YLR293C_01 plays a role in small monomeric GTPase activity. Consequently, the up-regulation of this gene suggests that more GTP is being broken down within the mutant. This result, however, is very vague and cannot be applied directly to oxidative stress without further research.
All 11 other genes yielded p-values above the accepted alpha level. Thus, these values failed to support my alternative hypothesis. However, it is important to note that the signal levels in all samples were relatively low. When the signal levels are low, data can be inaccurate and in combination with other statistical difficulties, further research is warranted to determine their relation to oxidative stress.

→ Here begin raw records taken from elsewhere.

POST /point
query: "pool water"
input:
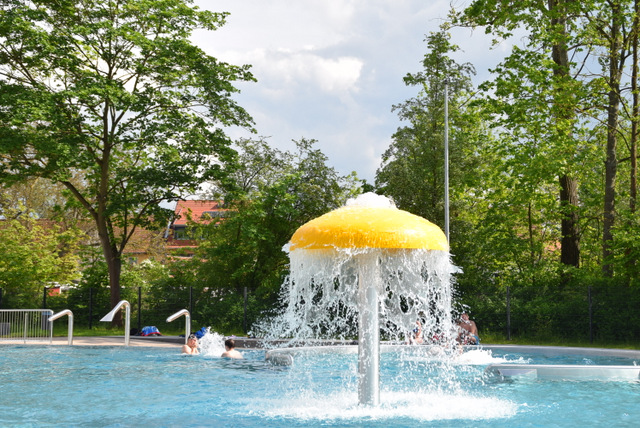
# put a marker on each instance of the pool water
(136, 386)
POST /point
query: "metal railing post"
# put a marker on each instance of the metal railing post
(127, 321)
(187, 316)
(70, 329)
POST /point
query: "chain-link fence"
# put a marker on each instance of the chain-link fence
(586, 314)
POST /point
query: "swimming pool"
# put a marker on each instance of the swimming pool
(137, 386)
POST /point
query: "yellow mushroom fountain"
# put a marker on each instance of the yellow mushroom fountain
(367, 261)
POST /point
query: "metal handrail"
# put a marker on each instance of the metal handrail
(187, 315)
(70, 330)
(127, 322)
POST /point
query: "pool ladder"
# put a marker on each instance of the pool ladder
(127, 318)
(70, 330)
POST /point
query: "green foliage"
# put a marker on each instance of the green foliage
(34, 255)
(117, 91)
(273, 194)
(412, 170)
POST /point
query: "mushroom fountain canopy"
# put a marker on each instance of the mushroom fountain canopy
(407, 254)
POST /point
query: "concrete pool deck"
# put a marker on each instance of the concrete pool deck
(150, 341)
(253, 343)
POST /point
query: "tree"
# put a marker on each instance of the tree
(34, 255)
(412, 169)
(274, 194)
(551, 35)
(115, 91)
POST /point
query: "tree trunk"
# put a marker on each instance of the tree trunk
(570, 251)
(570, 240)
(611, 161)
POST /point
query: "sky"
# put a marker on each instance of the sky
(331, 70)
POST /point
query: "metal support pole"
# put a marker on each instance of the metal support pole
(446, 158)
(368, 331)
(244, 318)
(90, 307)
(508, 313)
(139, 309)
(590, 316)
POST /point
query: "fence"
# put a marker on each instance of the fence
(601, 313)
(26, 325)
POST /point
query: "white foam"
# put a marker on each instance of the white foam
(371, 200)
(211, 344)
(420, 406)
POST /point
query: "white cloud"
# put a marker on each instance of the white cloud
(331, 70)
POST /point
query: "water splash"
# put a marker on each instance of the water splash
(320, 299)
(211, 344)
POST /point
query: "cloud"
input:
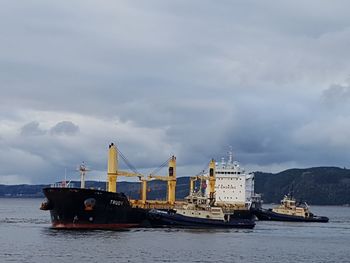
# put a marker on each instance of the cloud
(162, 78)
(337, 95)
(64, 127)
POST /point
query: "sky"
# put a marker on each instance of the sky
(191, 78)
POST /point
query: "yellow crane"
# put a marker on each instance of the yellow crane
(114, 172)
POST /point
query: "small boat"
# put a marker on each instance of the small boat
(289, 210)
(198, 213)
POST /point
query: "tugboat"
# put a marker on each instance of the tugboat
(198, 213)
(290, 211)
(201, 209)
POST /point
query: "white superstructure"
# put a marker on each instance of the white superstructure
(233, 186)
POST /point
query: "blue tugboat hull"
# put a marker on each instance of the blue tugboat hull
(269, 215)
(172, 219)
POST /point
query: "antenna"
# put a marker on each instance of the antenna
(82, 169)
(230, 155)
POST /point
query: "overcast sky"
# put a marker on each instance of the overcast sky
(190, 78)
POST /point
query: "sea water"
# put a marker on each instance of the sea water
(26, 236)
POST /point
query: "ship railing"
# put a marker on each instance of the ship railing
(63, 185)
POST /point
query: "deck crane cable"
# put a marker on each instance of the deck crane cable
(130, 166)
(160, 167)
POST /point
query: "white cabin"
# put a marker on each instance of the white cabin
(233, 186)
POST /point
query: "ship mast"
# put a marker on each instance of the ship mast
(82, 169)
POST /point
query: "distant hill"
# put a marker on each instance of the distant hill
(317, 186)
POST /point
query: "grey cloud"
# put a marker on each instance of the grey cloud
(336, 95)
(64, 128)
(186, 77)
(32, 129)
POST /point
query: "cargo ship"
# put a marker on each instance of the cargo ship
(289, 211)
(222, 199)
(81, 208)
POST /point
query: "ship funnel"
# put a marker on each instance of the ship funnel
(212, 179)
(112, 167)
(172, 180)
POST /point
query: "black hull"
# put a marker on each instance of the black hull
(269, 215)
(75, 208)
(171, 219)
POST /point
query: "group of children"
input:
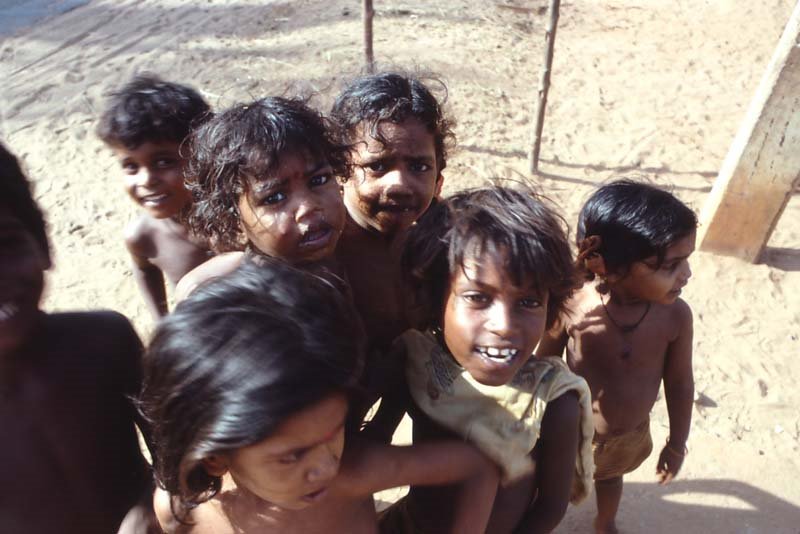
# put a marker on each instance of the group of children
(318, 270)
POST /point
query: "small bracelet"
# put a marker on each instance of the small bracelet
(676, 453)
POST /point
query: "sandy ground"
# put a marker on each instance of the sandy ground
(641, 88)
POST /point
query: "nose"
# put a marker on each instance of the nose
(325, 464)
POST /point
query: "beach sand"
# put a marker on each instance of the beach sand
(644, 89)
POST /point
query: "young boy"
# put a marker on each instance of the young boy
(145, 124)
(626, 330)
(71, 457)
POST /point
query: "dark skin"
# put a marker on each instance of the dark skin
(72, 454)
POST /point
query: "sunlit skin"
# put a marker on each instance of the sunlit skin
(160, 246)
(625, 370)
(296, 213)
(490, 324)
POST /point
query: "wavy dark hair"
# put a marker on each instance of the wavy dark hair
(237, 358)
(149, 109)
(17, 198)
(634, 221)
(391, 96)
(491, 218)
(245, 142)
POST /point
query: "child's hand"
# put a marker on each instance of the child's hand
(669, 463)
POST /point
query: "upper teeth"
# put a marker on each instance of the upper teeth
(494, 352)
(8, 310)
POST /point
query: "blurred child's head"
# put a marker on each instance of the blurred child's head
(492, 269)
(251, 375)
(145, 124)
(264, 174)
(24, 254)
(627, 228)
(398, 138)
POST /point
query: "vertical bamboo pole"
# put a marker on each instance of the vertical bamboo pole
(368, 14)
(544, 83)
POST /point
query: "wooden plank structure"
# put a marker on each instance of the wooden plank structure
(762, 167)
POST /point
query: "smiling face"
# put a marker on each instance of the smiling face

When conducting statistical t-tests, several assumptions are made. One of those assumptions is that the distribution of the system is normal. As shown in our data, this is not the case. Failing to accommodate this assumption possibly signifies unreliable data. Also, the sample size for our data was very small and only included four trials. Statistically, this represents a very difficult situation. There is work being done to compensate for this lack of statistical power, and thus this experiment requires further research to support my hypothesis.2
Literature Cited
1. Slonim DK. (2002). From patterns to pathways: gene expression data analysis comes of age. Nat Genet., 32 Suppl:502-8.
2. Fox, Richard, J. (2006). A two-sample Bayesian T-test for Microarray data. BMC Bioinformatics. 2006; 7: 126. Published online 2006 March 10.
3. Trochim, William M.K. The T-Test. Research Methods Knowledge Base. Available [Online] http://www.socialresearchmethods.net/kb/stat_t.php. Nov. 2006.
4. Slekar, K. A Genetic Study of Anti-Oxidant Factors in Yeast. Lecture 2008 Oct.